Researchers looked at two specific parts of the prefrontal cortex that have been linked to self-control: the dorsolateral prefrontal cortex (dlPFC) and the ventromedial prefrontal cortex (vmPFC). Using MRI images, they studied how participants’ brains responded when they were asked to consider either the healthiness or taste of a certain food (like a yogurt or a cookie), or to just make a decision naturally, before rating how much they wanted to eat it. Those who gave healthier foods higher ratings were deemed to have stronger self-control, and the MRIs showed that those people had more gray matter in their prefrontal cortices.
Then, once again using MRI imaging, the researchers presented a second set of people with images of different foods, and told them to ‘distance’ themselves from the food, ‘indulge’ in it, or make decisions naturally before choosing how much they would pay to eat that food. Here, too, more gray matter was linked to more self-control.

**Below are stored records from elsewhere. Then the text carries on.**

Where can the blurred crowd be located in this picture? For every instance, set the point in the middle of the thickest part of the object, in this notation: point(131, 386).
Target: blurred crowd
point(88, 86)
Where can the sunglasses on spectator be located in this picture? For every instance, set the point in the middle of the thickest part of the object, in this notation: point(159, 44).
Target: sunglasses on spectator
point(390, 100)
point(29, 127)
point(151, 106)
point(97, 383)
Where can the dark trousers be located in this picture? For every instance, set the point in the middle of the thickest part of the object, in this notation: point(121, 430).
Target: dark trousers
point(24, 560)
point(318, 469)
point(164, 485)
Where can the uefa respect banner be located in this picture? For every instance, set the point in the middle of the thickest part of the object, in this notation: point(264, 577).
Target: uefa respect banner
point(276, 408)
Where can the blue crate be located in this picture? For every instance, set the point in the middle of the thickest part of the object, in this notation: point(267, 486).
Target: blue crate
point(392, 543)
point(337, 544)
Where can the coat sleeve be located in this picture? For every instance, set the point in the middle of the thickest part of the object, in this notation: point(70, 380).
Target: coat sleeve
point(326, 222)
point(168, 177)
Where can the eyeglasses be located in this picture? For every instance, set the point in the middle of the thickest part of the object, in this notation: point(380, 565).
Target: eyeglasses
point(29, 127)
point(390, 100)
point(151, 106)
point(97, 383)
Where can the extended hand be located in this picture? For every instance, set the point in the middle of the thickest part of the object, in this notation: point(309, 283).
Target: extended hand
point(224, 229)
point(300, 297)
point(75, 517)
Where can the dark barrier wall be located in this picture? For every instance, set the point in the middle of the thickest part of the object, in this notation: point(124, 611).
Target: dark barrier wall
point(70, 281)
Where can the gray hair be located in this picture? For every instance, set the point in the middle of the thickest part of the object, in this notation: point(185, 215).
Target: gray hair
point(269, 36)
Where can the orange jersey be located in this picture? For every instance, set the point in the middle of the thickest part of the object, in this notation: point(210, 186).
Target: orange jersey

While the study didn’t determine exactly the precise roles the dorsolateral prefrontal cortex and the ventromedial prefrontal cortex play in dietary decision making, other imaging studies suggest that the vmPFC is involved in our consideration of the information we use to determine how we value a food option overall (such as taste and healthiness), says Plassmann. The dlPFC, meanwhile, seems to be more involved in the actual implementation of self-control.
What That Means For You
We know what you’re wondering: Can you boost your self-control by increasing the amount of gray matter in those two prefrontal cortex areas? Maybe. “A new technique called ‘neurofeedback’ [a type of electronic therapy that uses visual and auditory cues to modulate brain activity and thus behavior] has been shown to alter gray matter volume, in some cases,” says Plassman. “Our findings suggest that if and when they are perfected, neurofeedback modalities targeting the vmPFC and dlPFC could potentially help people with self-control issues improve their eating habits. However, this question remains to be studied by future research, and our results only hint at this possibility.”
In the meantime, you can learn to exercise what nutritionist Alice Figueroa, R.D.N. calls “positive self-control” to establish and stick to a healthy diet. “Positive self-control requires us develop a nurturing relationship to food that is centered around three things,” she says. “First: self-regulation, which you can achieve by setting high-level goals like maintaining a healthy weight. Second: self-efficacy, or having confidence and optimism about your ability to reach your goals. And third: body appreciation, which should be self-explanatory!”